Es cierto que la FIL fue durante muchos años un oasis para los amantes de la literatura, pues además de una variada oferta editorial, brindaba a los asistentes una tribuna abierta a la reflexión, al tiempo que favorecía la interacción entre lectores y escritores, pues ponderaba el diálogo por encima de la comercialización.

He acudido a la feria desde el 2003. Al paso de los años, tuve oportunidad de charlar con Pamuk, Muller, Le Clézio, Vargas Llosa, Morrison y García Márquez, todos ellos ganadores del Premio Nobel. También pude compartir un tequila con Joaquín Sabina, aprender de fútbol con Fontanarrosa y escuchar mariachi acompañado del juez Baltasar Garzón.

Sin embargo, la FIL ha experimentado un gradual decaimiento. En principio, la industria editorial ha pujado para tener mayor protagonismo en la organización, logrando que sus best sellers se adueñen de los foros, y cada vez es más común encontrarse con youtubers y otros personajes de medios alternativos que con escritores.
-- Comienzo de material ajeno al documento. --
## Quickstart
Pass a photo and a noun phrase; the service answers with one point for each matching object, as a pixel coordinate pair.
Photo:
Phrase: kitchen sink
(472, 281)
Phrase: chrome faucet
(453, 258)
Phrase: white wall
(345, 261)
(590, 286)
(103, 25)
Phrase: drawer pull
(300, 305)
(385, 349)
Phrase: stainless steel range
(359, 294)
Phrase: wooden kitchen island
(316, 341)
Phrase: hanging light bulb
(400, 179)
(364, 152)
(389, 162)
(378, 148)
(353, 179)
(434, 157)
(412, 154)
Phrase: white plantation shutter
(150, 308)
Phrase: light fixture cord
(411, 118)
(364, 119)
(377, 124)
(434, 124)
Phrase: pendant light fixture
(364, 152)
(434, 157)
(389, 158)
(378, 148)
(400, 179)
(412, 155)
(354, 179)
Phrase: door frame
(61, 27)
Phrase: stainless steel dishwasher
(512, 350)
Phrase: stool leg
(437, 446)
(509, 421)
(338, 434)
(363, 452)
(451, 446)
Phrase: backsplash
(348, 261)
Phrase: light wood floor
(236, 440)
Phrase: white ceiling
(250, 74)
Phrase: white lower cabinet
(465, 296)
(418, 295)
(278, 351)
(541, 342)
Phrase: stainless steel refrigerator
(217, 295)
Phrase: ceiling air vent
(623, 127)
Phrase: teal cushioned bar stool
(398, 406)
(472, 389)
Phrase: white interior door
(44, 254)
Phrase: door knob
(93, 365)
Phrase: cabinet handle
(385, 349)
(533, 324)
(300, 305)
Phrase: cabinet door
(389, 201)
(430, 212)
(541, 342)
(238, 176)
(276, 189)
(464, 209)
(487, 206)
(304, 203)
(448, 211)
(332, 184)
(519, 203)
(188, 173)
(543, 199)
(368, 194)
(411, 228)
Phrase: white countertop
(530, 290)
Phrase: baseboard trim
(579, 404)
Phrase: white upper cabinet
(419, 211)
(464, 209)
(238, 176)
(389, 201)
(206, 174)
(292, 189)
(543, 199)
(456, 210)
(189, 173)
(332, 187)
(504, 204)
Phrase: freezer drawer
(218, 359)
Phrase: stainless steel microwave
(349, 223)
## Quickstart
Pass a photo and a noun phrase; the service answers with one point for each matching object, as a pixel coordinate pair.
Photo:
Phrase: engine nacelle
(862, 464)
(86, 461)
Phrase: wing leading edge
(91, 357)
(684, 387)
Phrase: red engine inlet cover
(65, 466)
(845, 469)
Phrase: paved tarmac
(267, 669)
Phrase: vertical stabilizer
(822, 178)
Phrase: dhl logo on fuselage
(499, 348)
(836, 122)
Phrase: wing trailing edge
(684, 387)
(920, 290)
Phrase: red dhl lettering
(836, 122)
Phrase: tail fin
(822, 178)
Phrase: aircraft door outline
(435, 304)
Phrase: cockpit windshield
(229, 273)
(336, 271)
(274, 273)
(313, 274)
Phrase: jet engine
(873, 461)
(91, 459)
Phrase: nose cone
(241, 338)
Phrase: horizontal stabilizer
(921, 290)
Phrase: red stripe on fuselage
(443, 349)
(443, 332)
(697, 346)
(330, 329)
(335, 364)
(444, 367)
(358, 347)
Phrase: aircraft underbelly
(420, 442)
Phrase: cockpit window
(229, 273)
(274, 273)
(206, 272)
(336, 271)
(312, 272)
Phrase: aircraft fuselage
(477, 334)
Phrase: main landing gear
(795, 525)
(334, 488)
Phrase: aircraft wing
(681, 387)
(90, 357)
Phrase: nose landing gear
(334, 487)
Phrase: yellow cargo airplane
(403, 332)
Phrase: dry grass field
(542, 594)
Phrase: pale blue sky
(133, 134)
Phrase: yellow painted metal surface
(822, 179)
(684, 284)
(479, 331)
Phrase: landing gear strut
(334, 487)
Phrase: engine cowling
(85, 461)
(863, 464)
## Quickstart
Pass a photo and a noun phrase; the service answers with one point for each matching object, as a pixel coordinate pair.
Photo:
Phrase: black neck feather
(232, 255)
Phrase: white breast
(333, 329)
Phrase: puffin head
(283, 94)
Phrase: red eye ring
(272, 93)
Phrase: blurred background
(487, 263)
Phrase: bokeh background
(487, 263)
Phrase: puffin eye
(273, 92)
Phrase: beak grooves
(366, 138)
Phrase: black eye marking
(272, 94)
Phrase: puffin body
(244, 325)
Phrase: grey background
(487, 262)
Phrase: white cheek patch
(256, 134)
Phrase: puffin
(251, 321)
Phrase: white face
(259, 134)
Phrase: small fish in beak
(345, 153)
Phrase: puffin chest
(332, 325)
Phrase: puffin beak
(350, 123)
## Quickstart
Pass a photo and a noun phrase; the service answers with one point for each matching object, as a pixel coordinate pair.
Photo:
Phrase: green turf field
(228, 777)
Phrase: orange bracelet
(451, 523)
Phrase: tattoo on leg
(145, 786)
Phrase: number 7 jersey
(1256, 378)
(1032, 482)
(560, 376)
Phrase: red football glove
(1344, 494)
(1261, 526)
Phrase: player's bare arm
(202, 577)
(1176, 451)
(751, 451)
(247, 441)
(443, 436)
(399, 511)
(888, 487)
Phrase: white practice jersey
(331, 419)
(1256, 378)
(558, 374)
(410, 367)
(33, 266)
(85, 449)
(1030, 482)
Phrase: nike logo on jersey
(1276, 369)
Muestra de lo anterior son las mesas de discusión, en las que abundan las recomendaciones acríticas y los elogios autocomplacientes.

Además, el perfil de los visitantes se ha modificado, pues los lectores han cedido la estafeta a las hordas de jóvenes que acuden sin saber muy bien por qué, quizá por imposición de alguno de sus profesores trasnochados, devotos del “fomento a la lectura”, o movidos por un deseo de novedad que rara vez tiene su origen en los libros. Asimismo, llama la atención el incremento en los precios y lo escueto de los catálogos, por lo que resulta más rentable para el grueso de la población acudir a una librería.

Otro hecho que obró en contra del prestigio de la FIL y de su premio fue la férrea defensa que el jurado hizo de Bryce Echenique, autor galardonado en 2012, pese a las acusaciones de plagio que pesaban en su contra. La polémica derivada de su elección provocó suspicacias que pusieron en jaque la legitimidad del reconocimiento y de sus otorgantes.

Todas las circunstancias expuestas han ido alejando a la comunidad lectora de la capital jalisciense. Atraerla nuevamente requerirá de múltiples esfuerzos compartidos: el de los administradores, para generar un espacio transitable; el de los editores, para ofrecer un equilibrio entre presentaciones de libros y conferencias magistrales, y el de todos los concurrentes, para reconstruir un foro atractivo a las grandes inteligencias de nuestra contemporaneidad.

En lo que a mí respecta, he ido inventando mi propia FIL en sedes alternas, hoteles, restaurantes y salas de abordaje, sitios en los que autores de toda ralea dejan parte de sí en el ámbito de la cotidianidad, que es también el de la memoria.